According to the Mayo Clinic, physical activity leads to the increased production of endorphins, which are neurotransmitters in the brain that help you feel good. In addition, exercise has a “meditation in motion” effect as the focus on physical activity helps you forget about the stressors of your day.
“Exercise also does wonders in improving your self-confidence, the body fatigue helps you relax during the day, and you’ll likely sleep better,” Swan said. “A great rule of thumb is that when your body feels good, your mind will typically follow suit.”
The U.S. Department of Health and Human Services recommends that each week, adults get at least 150 minutes of moderate aerobic activity (brisk walking or swimming) – or 75 minutes of vigorous-intensity aerobic exercise (e.g., running) – plus some strength training on two or more days.
If you currently don’t abide by an exercise routine, Swan offers the following recommendations to get you started:
Consult your physician. If you have health concerns or just haven’t exercised in a while, it’s worth making sure your body can handle the increased workload.
Start small. Don’t try to start at the top. Set small, incremental goals that will help build your fitness level, easing you into longer workouts and the consistency of a daily routine. Be patient; you’ll get there.

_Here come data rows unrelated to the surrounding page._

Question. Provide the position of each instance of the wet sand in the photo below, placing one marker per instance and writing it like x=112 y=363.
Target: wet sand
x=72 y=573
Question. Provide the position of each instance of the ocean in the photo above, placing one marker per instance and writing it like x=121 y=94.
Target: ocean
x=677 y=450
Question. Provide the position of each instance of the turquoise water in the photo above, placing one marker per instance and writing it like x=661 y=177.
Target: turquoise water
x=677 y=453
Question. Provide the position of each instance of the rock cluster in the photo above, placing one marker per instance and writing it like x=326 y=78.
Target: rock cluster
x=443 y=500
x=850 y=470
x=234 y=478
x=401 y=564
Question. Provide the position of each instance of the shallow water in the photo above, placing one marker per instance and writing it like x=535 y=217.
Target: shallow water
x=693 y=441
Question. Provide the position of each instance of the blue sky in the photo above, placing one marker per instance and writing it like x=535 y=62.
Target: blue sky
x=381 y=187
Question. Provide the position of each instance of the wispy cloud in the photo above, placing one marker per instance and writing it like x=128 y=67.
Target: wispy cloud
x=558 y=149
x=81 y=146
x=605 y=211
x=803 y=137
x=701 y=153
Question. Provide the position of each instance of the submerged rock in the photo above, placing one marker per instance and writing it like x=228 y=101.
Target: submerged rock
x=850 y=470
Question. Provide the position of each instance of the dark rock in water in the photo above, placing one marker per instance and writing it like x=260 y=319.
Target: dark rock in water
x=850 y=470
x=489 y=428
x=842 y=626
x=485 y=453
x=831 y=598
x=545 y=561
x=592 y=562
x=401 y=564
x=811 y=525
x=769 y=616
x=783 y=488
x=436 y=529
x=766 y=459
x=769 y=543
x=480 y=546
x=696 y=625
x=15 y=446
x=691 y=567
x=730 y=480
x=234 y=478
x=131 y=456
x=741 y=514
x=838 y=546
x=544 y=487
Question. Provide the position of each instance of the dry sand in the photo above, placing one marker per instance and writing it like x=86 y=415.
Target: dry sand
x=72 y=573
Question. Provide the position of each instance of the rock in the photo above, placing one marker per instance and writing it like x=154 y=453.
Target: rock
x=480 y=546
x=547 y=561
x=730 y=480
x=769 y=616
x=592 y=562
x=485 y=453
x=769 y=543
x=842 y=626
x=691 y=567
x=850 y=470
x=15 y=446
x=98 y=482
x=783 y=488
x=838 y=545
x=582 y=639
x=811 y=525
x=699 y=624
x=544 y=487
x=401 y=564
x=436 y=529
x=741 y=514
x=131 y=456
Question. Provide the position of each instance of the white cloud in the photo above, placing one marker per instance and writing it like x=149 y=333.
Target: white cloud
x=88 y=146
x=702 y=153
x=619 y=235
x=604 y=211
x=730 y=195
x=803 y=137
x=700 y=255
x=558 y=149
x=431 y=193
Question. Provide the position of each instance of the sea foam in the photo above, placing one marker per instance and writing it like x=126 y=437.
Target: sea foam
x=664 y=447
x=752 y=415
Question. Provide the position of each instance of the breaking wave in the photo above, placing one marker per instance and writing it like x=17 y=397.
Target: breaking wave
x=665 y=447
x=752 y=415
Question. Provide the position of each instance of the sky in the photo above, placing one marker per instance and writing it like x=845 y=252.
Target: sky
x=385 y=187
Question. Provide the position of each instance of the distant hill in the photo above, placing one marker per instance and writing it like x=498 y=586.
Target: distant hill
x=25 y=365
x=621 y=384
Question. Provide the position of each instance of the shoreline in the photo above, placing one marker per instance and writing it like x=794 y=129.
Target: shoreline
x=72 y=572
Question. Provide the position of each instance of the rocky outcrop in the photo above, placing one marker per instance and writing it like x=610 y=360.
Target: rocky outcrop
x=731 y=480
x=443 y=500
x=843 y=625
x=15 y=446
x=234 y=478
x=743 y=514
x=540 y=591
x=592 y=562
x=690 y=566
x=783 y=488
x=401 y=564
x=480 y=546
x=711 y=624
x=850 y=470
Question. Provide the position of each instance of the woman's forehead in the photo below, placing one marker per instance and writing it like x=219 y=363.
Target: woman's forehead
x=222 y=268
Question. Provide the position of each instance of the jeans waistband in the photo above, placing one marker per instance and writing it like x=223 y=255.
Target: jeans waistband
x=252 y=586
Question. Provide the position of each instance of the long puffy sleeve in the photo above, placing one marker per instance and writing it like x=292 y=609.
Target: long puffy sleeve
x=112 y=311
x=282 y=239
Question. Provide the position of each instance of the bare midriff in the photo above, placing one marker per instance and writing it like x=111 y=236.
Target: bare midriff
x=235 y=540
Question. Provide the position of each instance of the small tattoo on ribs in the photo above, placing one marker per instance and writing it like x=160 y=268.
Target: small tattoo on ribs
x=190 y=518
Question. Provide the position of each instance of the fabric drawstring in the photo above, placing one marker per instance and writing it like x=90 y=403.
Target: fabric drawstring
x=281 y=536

Have fun. Commit to activities you enjoy and which fit your personality. If you’re competitive, take up a racquet sport. If you’re social, join a group fitness class. And, if you’re more introverted, find a good solo activity.
Use the buddy system. Workout buddies help infuse an element of positive peer pressure to your exercise routine, ensuring better consistency and accountability. Plus, working out with a friend is more fun and helps your workout seemingly move along much quicker.
Mix it up. Change your workout once in a while to break up the monotony. Allow yourself to explore a diverse set of activities and disciplines that may challenge your body in different ways.
In addition, Swan notes that movement experts, like the physical therapists at Real Rehab Sports + Physical Therapy, can help you establish a workout routine that’s more in-tune with your body’s strengths and limitations, as well as your personal fitness goals.